Plone is easy to use. The Plone Team includes usability experts who have made Plone easy and attractive for content managers to add, update, and maintain content.
Plone is easy to install. You can install Plone with a click-and-run installer, and have a content management system running on your computer in just a few minutes.
Plone is international. The Plone interface has been translated into over 40 languages, and tools exist for managing multilingual content.
Plone is standard. Plone carefully follows standards for usability and accessibility. Plone pages are compliant with US Section 508, and the W3C's AA rating for accessibility, in addition to using best-practice web standards like XHTML and CSS.
Plone is Open Source. Plone is licensed under the GNU General Public License, the same license Linux uses. This gives you the right to use Plone without a license fee, and to improve upon the product.
Plone is supported. There are close to a hundred developers in the Plone Development Team around the world, and a multitude of companies specializing in Plone development and support.
Plone is extensible. There are many add-on products for Plone that add new features and content types. In addition, Plone can be scripted using web standard solutions and Open Source languages.

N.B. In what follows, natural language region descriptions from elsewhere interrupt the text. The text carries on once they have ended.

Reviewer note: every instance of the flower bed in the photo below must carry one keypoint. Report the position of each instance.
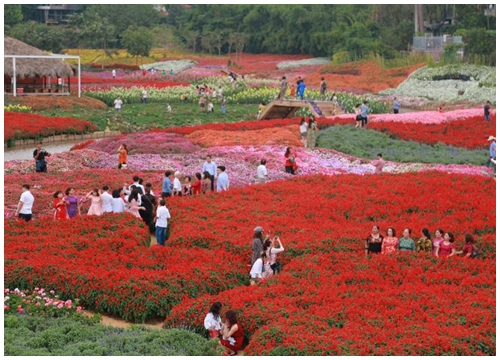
(327, 280)
(471, 133)
(38, 302)
(176, 65)
(38, 103)
(479, 88)
(88, 169)
(422, 117)
(108, 268)
(32, 126)
(365, 75)
(136, 282)
(146, 143)
(304, 62)
(286, 136)
(326, 307)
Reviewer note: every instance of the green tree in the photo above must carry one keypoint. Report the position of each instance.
(96, 29)
(138, 41)
(13, 14)
(41, 36)
(124, 16)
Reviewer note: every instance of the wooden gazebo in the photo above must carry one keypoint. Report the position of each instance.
(31, 71)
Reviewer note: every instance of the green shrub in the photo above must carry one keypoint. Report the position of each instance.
(36, 335)
(365, 143)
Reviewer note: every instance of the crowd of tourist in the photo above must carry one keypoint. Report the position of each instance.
(443, 244)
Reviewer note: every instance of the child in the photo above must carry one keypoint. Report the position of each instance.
(186, 188)
(261, 107)
(177, 188)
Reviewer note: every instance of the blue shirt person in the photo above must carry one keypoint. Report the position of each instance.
(166, 186)
(396, 105)
(222, 179)
(365, 110)
(211, 168)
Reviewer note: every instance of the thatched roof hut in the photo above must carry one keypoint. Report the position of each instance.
(31, 68)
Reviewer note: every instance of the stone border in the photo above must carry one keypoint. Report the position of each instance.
(65, 137)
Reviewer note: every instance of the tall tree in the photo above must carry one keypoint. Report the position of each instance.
(191, 38)
(13, 14)
(218, 40)
(94, 28)
(239, 44)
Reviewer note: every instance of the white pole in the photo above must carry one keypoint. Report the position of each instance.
(14, 88)
(79, 79)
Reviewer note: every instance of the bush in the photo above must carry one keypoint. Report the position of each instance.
(365, 143)
(35, 335)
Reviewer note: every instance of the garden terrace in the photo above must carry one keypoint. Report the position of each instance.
(33, 75)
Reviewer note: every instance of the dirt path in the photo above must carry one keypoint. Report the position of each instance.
(120, 323)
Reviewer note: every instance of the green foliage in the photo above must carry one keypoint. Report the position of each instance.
(35, 336)
(138, 41)
(450, 53)
(124, 16)
(315, 29)
(480, 47)
(41, 36)
(12, 15)
(365, 143)
(99, 31)
(149, 116)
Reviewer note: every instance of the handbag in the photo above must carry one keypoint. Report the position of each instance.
(276, 267)
(475, 253)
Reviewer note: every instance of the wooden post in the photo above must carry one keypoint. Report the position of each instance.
(79, 79)
(14, 87)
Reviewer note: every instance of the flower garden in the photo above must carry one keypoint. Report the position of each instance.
(333, 299)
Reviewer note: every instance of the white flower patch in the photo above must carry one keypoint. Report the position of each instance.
(304, 62)
(477, 84)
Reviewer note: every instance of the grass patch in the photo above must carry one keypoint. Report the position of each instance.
(366, 143)
(138, 117)
(41, 336)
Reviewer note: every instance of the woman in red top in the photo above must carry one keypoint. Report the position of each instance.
(447, 247)
(390, 242)
(290, 161)
(60, 206)
(232, 334)
(196, 187)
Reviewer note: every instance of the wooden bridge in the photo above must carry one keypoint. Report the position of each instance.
(281, 109)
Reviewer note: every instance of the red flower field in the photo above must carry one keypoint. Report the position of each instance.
(332, 299)
(26, 126)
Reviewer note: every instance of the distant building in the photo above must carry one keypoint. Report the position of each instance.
(434, 44)
(55, 14)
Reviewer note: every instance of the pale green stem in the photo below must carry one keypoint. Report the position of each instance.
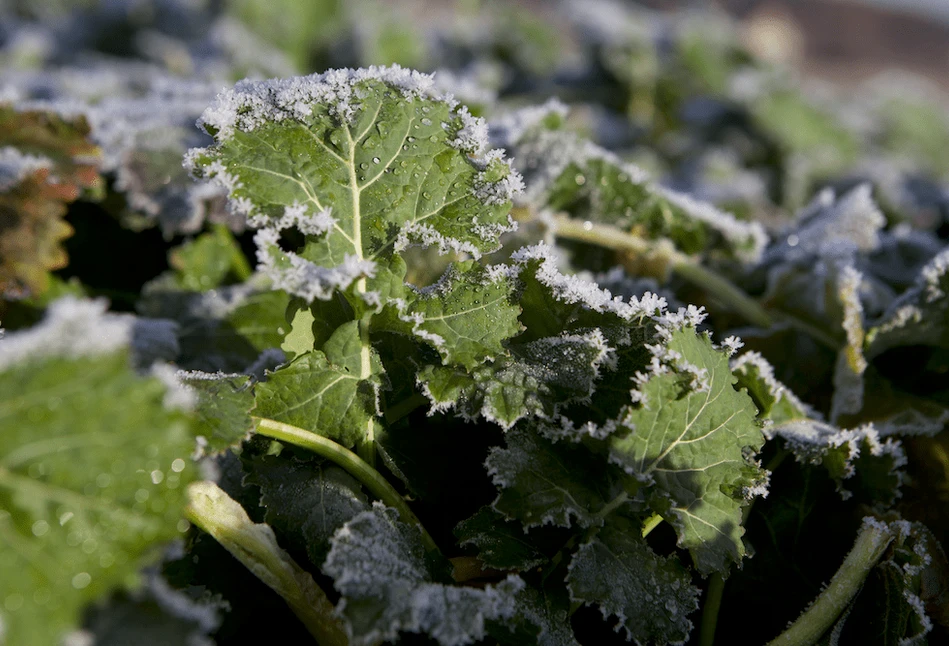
(716, 584)
(718, 286)
(651, 523)
(356, 466)
(713, 603)
(872, 541)
(255, 545)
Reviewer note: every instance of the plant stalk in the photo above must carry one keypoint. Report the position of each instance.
(255, 545)
(356, 466)
(651, 523)
(715, 284)
(872, 541)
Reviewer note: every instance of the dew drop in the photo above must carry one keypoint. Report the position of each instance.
(81, 580)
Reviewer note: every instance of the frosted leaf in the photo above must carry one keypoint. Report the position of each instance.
(832, 226)
(375, 154)
(846, 454)
(546, 483)
(508, 130)
(15, 165)
(920, 316)
(650, 595)
(72, 328)
(689, 442)
(566, 173)
(536, 379)
(776, 403)
(389, 585)
(465, 316)
(71, 522)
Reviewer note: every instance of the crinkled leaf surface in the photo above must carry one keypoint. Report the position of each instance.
(536, 378)
(920, 316)
(389, 585)
(362, 162)
(541, 617)
(501, 544)
(223, 406)
(844, 454)
(305, 501)
(689, 445)
(156, 614)
(590, 183)
(224, 329)
(324, 392)
(211, 260)
(465, 316)
(93, 468)
(652, 596)
(544, 483)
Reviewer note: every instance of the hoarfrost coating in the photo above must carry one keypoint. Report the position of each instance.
(72, 328)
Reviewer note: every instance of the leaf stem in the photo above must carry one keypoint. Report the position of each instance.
(716, 584)
(872, 541)
(255, 545)
(356, 466)
(710, 609)
(651, 523)
(686, 267)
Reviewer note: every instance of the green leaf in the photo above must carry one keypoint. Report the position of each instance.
(389, 586)
(156, 614)
(93, 468)
(540, 616)
(578, 177)
(465, 316)
(362, 163)
(223, 408)
(211, 260)
(920, 316)
(305, 502)
(687, 440)
(775, 401)
(501, 544)
(535, 379)
(223, 329)
(652, 596)
(543, 483)
(324, 391)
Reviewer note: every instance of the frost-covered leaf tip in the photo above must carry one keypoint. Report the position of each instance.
(363, 163)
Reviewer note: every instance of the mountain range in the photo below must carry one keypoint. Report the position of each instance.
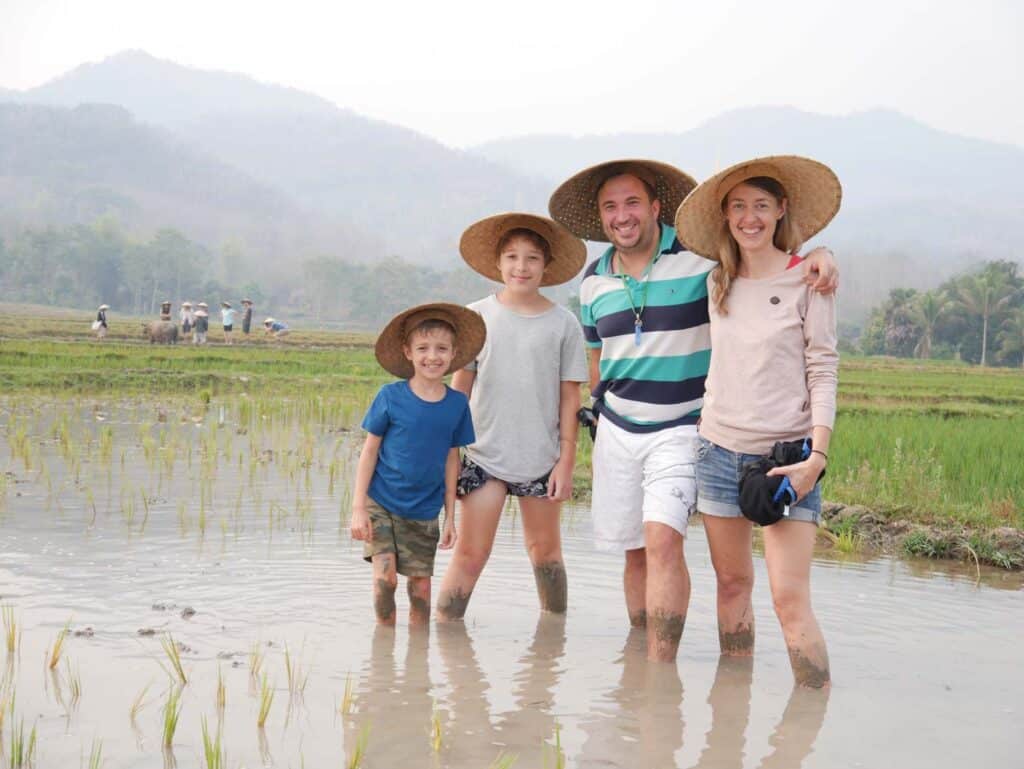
(289, 174)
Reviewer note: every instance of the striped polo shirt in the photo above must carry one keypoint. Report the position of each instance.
(658, 383)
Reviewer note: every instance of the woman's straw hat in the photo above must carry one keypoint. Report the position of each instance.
(574, 202)
(812, 191)
(469, 329)
(479, 246)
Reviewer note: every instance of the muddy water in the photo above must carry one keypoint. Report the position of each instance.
(927, 660)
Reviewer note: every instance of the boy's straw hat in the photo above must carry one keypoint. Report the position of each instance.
(469, 329)
(479, 246)
(574, 202)
(812, 191)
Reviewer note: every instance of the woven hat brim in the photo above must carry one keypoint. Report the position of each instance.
(574, 202)
(478, 246)
(469, 329)
(813, 193)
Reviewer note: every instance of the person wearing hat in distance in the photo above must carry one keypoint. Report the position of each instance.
(274, 328)
(409, 465)
(99, 325)
(772, 378)
(644, 311)
(524, 392)
(227, 319)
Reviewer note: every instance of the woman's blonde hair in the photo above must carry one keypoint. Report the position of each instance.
(786, 239)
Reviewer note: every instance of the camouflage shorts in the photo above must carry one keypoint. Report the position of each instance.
(413, 542)
(472, 476)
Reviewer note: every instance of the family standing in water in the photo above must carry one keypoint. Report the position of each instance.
(709, 345)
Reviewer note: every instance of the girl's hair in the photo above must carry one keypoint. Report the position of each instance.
(527, 235)
(786, 239)
(431, 324)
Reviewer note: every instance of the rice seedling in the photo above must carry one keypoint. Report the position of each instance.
(554, 751)
(359, 750)
(265, 700)
(503, 760)
(436, 730)
(213, 749)
(55, 650)
(96, 754)
(347, 696)
(171, 713)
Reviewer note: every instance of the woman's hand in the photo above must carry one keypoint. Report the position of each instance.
(802, 475)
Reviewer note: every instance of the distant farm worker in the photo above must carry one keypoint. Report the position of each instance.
(770, 388)
(227, 319)
(274, 328)
(409, 466)
(524, 394)
(247, 315)
(202, 324)
(187, 318)
(99, 325)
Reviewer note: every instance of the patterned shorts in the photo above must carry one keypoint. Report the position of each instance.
(472, 476)
(414, 543)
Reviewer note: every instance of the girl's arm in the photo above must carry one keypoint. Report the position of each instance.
(463, 380)
(560, 480)
(359, 524)
(451, 481)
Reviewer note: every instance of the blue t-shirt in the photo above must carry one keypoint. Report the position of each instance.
(417, 435)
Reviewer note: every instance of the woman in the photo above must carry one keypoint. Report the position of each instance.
(772, 378)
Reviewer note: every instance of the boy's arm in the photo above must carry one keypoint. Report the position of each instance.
(560, 480)
(359, 524)
(451, 481)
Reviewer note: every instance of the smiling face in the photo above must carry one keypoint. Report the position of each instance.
(521, 263)
(430, 351)
(629, 215)
(753, 215)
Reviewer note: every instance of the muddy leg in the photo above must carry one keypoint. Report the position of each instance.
(541, 529)
(419, 599)
(788, 547)
(477, 526)
(385, 583)
(668, 591)
(635, 587)
(730, 545)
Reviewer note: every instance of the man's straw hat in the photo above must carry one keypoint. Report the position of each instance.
(469, 329)
(812, 191)
(479, 246)
(574, 202)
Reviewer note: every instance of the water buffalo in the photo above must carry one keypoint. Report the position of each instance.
(164, 332)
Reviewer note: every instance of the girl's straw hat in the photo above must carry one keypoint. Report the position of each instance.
(479, 246)
(574, 202)
(469, 329)
(812, 191)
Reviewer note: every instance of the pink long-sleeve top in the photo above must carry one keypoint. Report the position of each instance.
(773, 364)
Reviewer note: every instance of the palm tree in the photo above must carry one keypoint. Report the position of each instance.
(1011, 338)
(927, 311)
(984, 295)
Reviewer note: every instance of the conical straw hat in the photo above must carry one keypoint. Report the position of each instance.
(469, 329)
(812, 191)
(478, 246)
(574, 202)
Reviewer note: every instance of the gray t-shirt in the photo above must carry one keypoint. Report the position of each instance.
(517, 389)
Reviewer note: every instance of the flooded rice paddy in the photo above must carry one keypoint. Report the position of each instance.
(220, 530)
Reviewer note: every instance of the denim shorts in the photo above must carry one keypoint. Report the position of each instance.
(718, 484)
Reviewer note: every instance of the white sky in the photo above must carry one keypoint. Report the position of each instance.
(468, 71)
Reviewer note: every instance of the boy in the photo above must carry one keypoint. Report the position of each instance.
(410, 461)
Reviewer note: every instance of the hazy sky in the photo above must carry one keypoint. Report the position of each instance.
(466, 72)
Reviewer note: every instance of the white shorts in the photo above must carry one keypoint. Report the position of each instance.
(641, 478)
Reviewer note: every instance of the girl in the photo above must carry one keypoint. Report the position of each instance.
(772, 378)
(524, 392)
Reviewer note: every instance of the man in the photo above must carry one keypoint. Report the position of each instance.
(644, 311)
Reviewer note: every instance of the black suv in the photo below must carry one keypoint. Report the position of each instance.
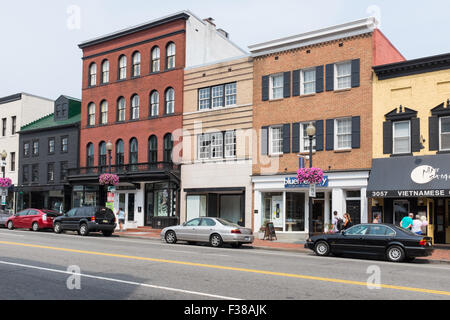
(86, 220)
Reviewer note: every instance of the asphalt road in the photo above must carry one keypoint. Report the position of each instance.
(47, 266)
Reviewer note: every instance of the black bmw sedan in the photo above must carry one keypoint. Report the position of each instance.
(379, 240)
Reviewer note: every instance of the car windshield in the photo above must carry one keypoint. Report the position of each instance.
(228, 223)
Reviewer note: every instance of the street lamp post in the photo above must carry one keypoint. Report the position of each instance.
(109, 147)
(311, 132)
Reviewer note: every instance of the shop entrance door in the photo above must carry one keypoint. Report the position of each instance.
(277, 211)
(318, 215)
(439, 222)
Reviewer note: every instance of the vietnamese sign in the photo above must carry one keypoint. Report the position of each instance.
(292, 182)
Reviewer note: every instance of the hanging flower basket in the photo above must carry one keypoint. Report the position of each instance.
(109, 179)
(310, 175)
(5, 182)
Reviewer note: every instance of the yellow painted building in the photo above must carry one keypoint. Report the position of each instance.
(411, 146)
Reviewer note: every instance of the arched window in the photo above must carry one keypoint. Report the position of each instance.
(170, 56)
(105, 71)
(136, 64)
(91, 114)
(102, 154)
(133, 151)
(170, 101)
(93, 74)
(134, 107)
(154, 104)
(153, 150)
(121, 105)
(156, 60)
(120, 152)
(168, 147)
(122, 67)
(104, 112)
(90, 155)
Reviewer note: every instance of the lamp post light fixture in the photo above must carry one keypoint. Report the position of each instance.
(311, 132)
(109, 147)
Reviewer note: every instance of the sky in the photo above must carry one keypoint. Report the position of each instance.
(39, 39)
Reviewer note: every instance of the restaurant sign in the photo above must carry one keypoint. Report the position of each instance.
(292, 182)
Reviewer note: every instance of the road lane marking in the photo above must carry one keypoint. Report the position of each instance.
(120, 281)
(254, 271)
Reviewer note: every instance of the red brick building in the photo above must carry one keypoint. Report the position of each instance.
(133, 97)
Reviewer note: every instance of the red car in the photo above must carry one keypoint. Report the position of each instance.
(33, 219)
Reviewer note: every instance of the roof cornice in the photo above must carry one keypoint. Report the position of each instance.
(184, 15)
(342, 31)
(412, 67)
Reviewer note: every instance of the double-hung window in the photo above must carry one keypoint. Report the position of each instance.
(304, 139)
(276, 140)
(402, 137)
(444, 133)
(276, 86)
(308, 81)
(343, 134)
(230, 144)
(343, 79)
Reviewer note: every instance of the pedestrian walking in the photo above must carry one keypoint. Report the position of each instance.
(347, 222)
(407, 222)
(121, 217)
(417, 225)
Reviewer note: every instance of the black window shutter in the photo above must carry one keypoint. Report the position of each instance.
(356, 73)
(330, 77)
(319, 135)
(296, 138)
(330, 134)
(287, 138)
(356, 132)
(296, 83)
(287, 84)
(264, 141)
(265, 88)
(387, 137)
(415, 135)
(319, 79)
(434, 133)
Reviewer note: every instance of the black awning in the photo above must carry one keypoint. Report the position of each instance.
(410, 177)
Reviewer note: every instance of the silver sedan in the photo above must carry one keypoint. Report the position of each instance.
(214, 231)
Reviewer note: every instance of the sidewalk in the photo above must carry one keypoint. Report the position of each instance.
(441, 254)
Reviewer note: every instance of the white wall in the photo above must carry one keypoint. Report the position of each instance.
(204, 44)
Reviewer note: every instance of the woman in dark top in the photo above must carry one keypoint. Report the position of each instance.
(347, 221)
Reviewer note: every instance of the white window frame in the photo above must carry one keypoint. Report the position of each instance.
(336, 134)
(441, 134)
(304, 138)
(272, 88)
(272, 152)
(336, 77)
(303, 82)
(394, 137)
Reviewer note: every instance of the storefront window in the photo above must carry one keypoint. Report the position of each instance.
(295, 212)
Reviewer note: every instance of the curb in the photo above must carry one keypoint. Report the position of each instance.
(423, 261)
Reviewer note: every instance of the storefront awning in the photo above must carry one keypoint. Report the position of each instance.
(410, 177)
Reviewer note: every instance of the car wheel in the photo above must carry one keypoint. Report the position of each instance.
(84, 231)
(216, 241)
(107, 233)
(171, 237)
(322, 249)
(395, 254)
(57, 228)
(35, 227)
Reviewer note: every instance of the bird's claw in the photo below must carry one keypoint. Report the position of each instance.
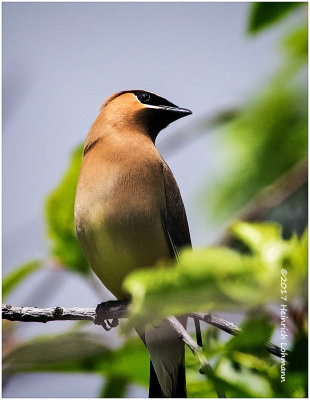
(107, 324)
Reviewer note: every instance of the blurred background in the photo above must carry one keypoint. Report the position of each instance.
(241, 69)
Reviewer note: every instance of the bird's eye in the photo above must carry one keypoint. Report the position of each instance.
(144, 97)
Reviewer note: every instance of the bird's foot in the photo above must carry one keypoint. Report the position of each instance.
(103, 310)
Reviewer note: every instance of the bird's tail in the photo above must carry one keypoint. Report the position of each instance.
(167, 352)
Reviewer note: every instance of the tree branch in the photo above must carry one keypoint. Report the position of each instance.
(113, 310)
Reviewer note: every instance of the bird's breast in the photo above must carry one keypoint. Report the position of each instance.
(118, 218)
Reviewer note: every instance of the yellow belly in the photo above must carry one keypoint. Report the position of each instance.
(119, 226)
(114, 250)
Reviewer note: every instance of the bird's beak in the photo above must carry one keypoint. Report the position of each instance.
(181, 112)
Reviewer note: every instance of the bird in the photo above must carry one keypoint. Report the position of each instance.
(129, 213)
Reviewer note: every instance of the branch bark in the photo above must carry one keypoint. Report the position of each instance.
(113, 310)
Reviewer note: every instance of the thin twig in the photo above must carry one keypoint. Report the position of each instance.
(111, 310)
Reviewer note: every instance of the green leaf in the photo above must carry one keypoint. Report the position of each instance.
(114, 387)
(265, 14)
(15, 277)
(59, 211)
(266, 140)
(219, 278)
(296, 43)
(240, 381)
(79, 352)
(255, 333)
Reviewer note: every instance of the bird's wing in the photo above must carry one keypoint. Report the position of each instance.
(173, 218)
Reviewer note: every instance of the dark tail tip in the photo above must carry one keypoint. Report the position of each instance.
(155, 389)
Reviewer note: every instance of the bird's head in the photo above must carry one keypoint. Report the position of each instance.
(140, 109)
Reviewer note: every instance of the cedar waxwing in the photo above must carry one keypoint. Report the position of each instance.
(129, 213)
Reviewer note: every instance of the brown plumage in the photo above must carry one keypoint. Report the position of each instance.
(129, 212)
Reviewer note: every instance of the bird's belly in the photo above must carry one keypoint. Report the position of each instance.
(116, 243)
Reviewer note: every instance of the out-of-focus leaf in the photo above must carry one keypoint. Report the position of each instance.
(296, 43)
(15, 277)
(114, 387)
(59, 212)
(79, 352)
(240, 382)
(264, 14)
(255, 333)
(219, 278)
(267, 139)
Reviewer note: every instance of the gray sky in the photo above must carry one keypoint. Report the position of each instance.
(61, 60)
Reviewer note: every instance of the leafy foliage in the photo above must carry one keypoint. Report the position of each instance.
(265, 14)
(79, 352)
(265, 140)
(10, 281)
(269, 136)
(59, 213)
(222, 279)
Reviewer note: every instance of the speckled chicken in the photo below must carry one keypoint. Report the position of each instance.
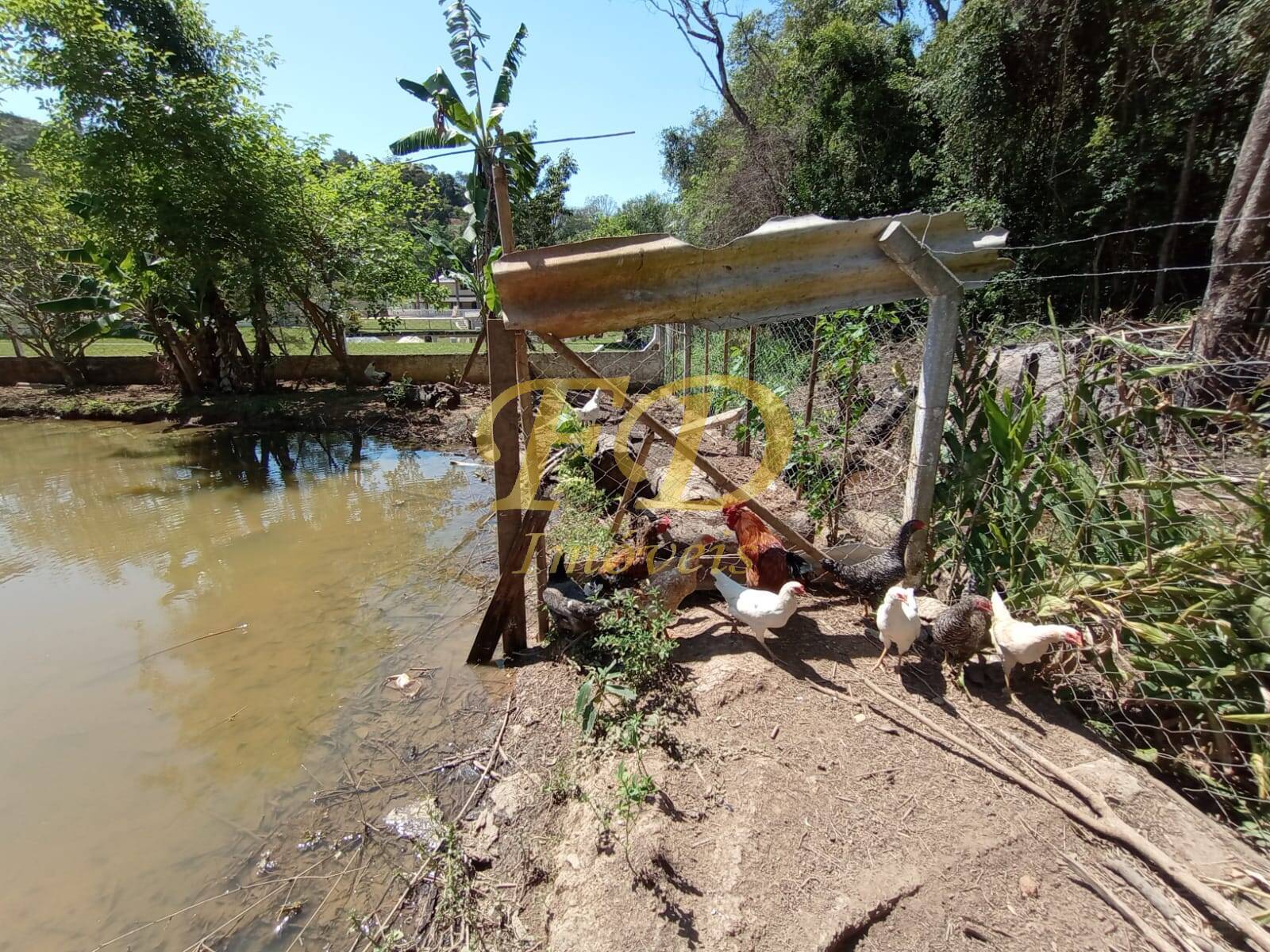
(869, 581)
(962, 631)
(573, 609)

Plone is technology neutral. Plone can interoperate with most relational database systems, open source and commercial, and runs on a vast array of platforms, including Linux, Windows, Mac OS X, Solaris and BSD.
Plone is protected. The nonprofit Plone Foundation was formed in 2004 to promote the use of Plone around the world and protect the Plone IP and trademarks.
Plone is built using Zope, an object oriented application server. The language that drives Zope and Plone is Python - the agile language preferred by Google, NASA, Industrial Light and Magic and many others. Why? Because Python offers unprecedented programmer productivity.
Errata for Plone 3.1.3
The version of plone.app.customerize shipping with Plone 3.1.3 contains a bug preventing new view template customizations via /portal_view_customizations. Existing customizations will continue to work.
To fix the problem an upgrade to version 1.1.2 is required. Buildout-based installations such as the one provided by the "Unified Installer" can easily be upgraded by making the following changes to buildout.cfg. For instances set up using the "Unified Installer" this file is located at zinstance/buildout.cfg relative to the target directory — usually /opt/Plone-3.1 or $HOME/Plone-3.1.
The required changes are: A new [versions] section needs to be added, for example directly after the [buildout] section:
[versions] plone.app.customerize = 1.1.2
In addition the line:
eggs = plone.app.customerize
needs to be added to the [plone] section. For a visual representation of these changes please refer to the ticket originally reporting the bug. After incorporating the changes buildout needs to be run again:
$ bin/buildout -n
The -n parameter should be used to ensure buildout is "Run in newest mode.".